Intel® Hyperflex™ Architecture High-Performance Design Handbook

ID 683353
Date 12/08/2023
Document Table of Contents Initial Conditions and Hyper-Registers

The Intel® Hyperflex™ architecture routing fabric includes Hyper-Registers throughout to achieve the highest performance. However, unless properly accounted for, initial power-up conditions can limit the Compiler's ability to retime registers into Hyper-Registers. Rather than relying on initial conditions, use a single reset signal to place the design in a known, functional state until all the interfaces have powered up, locked, and trained.

If you must rely on initial conditions, and your system requires that all registers start synchronously, the use of clock gating is recommended. Because Hyper-Registers lack a reset or enable signal, you cannot initialize them to a specific value using a reset control signal. Intel® Stratix® 10 Hyper-Registers can power up to 0 or 1. Intel Agilex® 7 Hyper-Registers power up to 1 during configuration.
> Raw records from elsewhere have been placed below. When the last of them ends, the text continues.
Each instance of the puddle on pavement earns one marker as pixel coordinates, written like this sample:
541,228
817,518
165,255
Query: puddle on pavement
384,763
When the system starts up, right after configuration, the initial values are present without the need for an explicit reset.

Clock Gating For ALM and Hyper-Registers

Independent signals drive the internal clock controls of ALM registers and Hyper-Registers in Intel® Hyperflex™ architecture FPGAs. During the configuration process, the registers become active row by row (as opposed to device wide). In addition, ALM register clocks can potentially enable independently from Hyper-Register clocks. If the design clock is free running, this can cause potential race conditions between rows and between ALM registers and Hyper-Registers. These conditions can result in potential overwrite of initial conditions. To avoid these scenarios, gate the clock until after all clock controlling logic de-asserts, and all registers are active.